Stormer Honored at CESAA's Awards Dinner

Oct 28 2008 | By Columbia Engineering News

Three prominent Columbians will be honored by the Columbia Engineering School Alumni Association at their annual awards dinner on Tuesday, Nov. 11 in Low Library Rotunda. Nobel Laureate Horst Störmer, professor of applied physics and I.I. Rabi Professor of physics, and Harry B. Gray, Beckman Professor of Chemistry and founding Director of the Beckman Institute at California Institute of Technology will receive the Pupin Medal for service to the nation. Matthys Levy '56MS will receive the Egleston Medal for distinguished engineering achievement. Columbia Engineering School Alumni Association President Chester Lee said, "We are privileged to honor three such distinguished Columbians, each of whom has played an important part in the life of the Engineering School and the University."

Both Störmer and Gray have influenced the education and careers of numerous students. As an alumnus, Levy, who was a student and protégé of legendary Columbia professor Mario Salvadori, has brought recognition to the Engineering School by his significant landmark structures in the built environment of cities around the world.

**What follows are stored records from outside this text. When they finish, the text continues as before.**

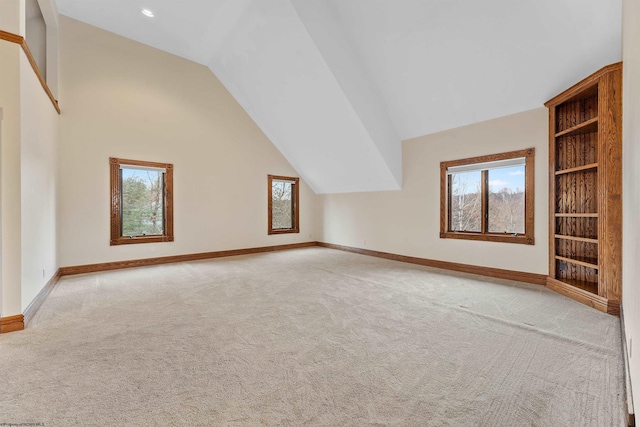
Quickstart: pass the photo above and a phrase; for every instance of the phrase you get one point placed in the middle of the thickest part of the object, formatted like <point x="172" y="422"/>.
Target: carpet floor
<point x="310" y="337"/>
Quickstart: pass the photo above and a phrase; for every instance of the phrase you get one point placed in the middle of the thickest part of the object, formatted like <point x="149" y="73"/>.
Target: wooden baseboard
<point x="33" y="307"/>
<point x="93" y="268"/>
<point x="11" y="323"/>
<point x="536" y="279"/>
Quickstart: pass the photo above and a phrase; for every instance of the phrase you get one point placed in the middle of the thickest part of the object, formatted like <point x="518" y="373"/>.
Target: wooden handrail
<point x="15" y="38"/>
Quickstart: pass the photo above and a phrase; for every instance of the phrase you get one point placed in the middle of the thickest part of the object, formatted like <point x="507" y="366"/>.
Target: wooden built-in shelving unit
<point x="585" y="183"/>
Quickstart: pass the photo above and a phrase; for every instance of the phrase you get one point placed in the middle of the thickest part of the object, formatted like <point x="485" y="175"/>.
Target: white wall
<point x="39" y="158"/>
<point x="124" y="99"/>
<point x="28" y="165"/>
<point x="36" y="35"/>
<point x="631" y="186"/>
<point x="11" y="18"/>
<point x="407" y="222"/>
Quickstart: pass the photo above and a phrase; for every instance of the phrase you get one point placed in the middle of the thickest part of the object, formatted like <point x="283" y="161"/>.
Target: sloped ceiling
<point x="337" y="84"/>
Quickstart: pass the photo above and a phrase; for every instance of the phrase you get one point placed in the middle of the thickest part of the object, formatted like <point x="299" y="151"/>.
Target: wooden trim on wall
<point x="116" y="209"/>
<point x="536" y="279"/>
<point x="92" y="268"/>
<point x="585" y="297"/>
<point x="33" y="307"/>
<point x="11" y="323"/>
<point x="15" y="38"/>
<point x="295" y="214"/>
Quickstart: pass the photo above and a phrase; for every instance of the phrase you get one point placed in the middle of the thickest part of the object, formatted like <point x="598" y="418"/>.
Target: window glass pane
<point x="466" y="201"/>
<point x="142" y="202"/>
<point x="506" y="200"/>
<point x="281" y="207"/>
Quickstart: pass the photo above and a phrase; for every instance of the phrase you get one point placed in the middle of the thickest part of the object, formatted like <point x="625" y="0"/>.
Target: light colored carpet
<point x="310" y="337"/>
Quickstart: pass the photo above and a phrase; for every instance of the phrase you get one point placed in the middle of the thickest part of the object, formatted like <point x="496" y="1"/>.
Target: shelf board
<point x="577" y="239"/>
<point x="581" y="284"/>
<point x="583" y="261"/>
<point x="589" y="126"/>
<point x="577" y="169"/>
<point x="577" y="215"/>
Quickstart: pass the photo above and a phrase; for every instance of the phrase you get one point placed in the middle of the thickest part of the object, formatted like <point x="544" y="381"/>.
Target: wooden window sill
<point x="522" y="239"/>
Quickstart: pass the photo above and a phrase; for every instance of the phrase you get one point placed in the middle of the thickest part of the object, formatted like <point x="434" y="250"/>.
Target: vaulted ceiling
<point x="338" y="84"/>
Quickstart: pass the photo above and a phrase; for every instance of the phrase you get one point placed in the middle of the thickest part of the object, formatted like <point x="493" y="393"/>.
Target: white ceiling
<point x="337" y="84"/>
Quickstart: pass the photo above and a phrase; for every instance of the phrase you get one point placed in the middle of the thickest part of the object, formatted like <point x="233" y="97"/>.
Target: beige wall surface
<point x="10" y="213"/>
<point x="631" y="186"/>
<point x="120" y="98"/>
<point x="407" y="222"/>
<point x="39" y="165"/>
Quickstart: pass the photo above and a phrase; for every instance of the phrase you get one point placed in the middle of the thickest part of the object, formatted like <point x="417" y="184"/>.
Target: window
<point x="141" y="202"/>
<point x="488" y="198"/>
<point x="284" y="209"/>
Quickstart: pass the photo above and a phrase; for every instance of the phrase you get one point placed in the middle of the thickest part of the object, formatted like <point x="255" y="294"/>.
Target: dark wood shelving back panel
<point x="578" y="150"/>
<point x="577" y="226"/>
<point x="577" y="192"/>
<point x="572" y="113"/>
<point x="577" y="250"/>
<point x="568" y="272"/>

Horst Störmer, who joined Columbia in 1998 after 20 years at AT&T's Bell Labs, is the scientific director of Columbia's NSF Nanoscale Science and Engineering Center (NSEC) where he conducts research into the electrical conductivity of single molecules. In 1998, he shared the Nobel Prize in physics for his part in the "discovery of a new form of quantum fluid with fractionally charged excitations."